The St. Louis Cardinals are fresh off of a doubleheader against the Cincinnati Reds. Masyn Winn was a star player who had a total of four hits in the two games as St. Louis won both tilts. However, everything pales in comparison to the momentous achievement of one of the greatest Cardinals in history on May 2, 1954.
Stan Musial set a record on this date by hitting five home runs in one day
Stan Musial, 33, had established himself as one of the game’s best players. In fact, a writer for the New York Post questioned Cardinals manager Eddie Stanky if Musial was the finest player in baseball before Game 1 of the doubleheader against the New York Giants at home. In response, Stanky said, “You have just answered your own question.” Musial was hitting at a terrific level when the Cardinals started their fifteenth game of the season. 346 and finished the season with three home homers.
Left-hander Johnny Antonelli took the hill for the Giants in the first game. After some early trouble that saw the Cardinals take a 2-0 lead, Antonelli was in the thick of things, having retired five consecutive batters. Musial walked up to the plate with one out in the third inning and went on to hit a pitch onto the roof of the right field pavilion for a solo home run.
In the bottom of the fifth inning, with Red Schoendienst on first base and Antonelli still on the mound, Musial clobbered another pitch out to right, giving the Cardinals a 6-5 lead after the Giants rallied to take a 5-4 lead.
Musial, unfazed by the change, slashed one down the right field line that just cleared the fence, bringing home Schoendienst and Wally Moon, making it 9-6. The Cardinals would score one more run and earn the victory. The Giants were depending on former Cardinals right-hander Jim Hearn with the score tied at six in the bottom of the eighth inning.
Musial was informed by Cardinals veteran pitcher Al Brazle, who was given credit for the victory in Game 1, that if the slugger hit three more home runs, he would buy him a beer. The outfielder came really close.

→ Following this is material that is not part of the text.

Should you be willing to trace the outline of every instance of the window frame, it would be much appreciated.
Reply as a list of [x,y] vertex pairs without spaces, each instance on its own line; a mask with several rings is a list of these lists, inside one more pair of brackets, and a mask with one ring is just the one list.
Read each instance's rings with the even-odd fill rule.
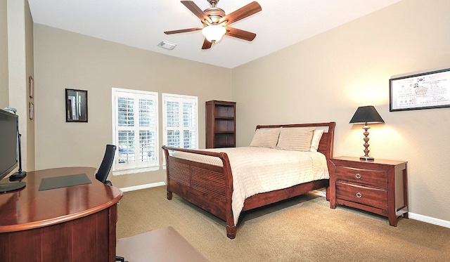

Musial came around to score on a three-run double by Tom Alston, the first black player in Cardinals history, after walking in the first inning, much to the dismay of the home crowd. In the third, Musial launched a fly ball to deep center that a young Willie Mays caught on the warning track, just missing a home run.
The Giants took an 8-3 lead after flooding the scoreboard with eight runs in the top of the fourth inning. However, Musial refused to leave quietly. He closed the gap to three with another moonshot to right field off of future Hall of Fame knuckleball pitcher Hoyt Wilhelm following a Schoendienst triple. Ray Jablonski, the next hitter, made it 8–6 with his own home run.

In the bottom of the eighth, Musial hit his last home run of the day. Musial hit a cab in the roadway beyond right field after Wilhelm threw a fluttering knuckler to the plate. To retrieve the ball, the motorist pulled over on the side of the road.
Musial was unable to hit a sixth home run. Musial led off the bottom of the ninth with the crowd cheering him on, but he was only able to pop out to the first baseman. The Cardinals lost 9–7 after the next two batters were retired. An interesting fact is that Nate Colbert, who would go on to smash five home runs in a doubleheader himself eighteen years later, was among the stadium’s patrons on that particular day.
Even though the Cardinals only split the doubleheader, it was nevertheless one of Musial’s best days as a player and a significant part of the team’s unrivaled history.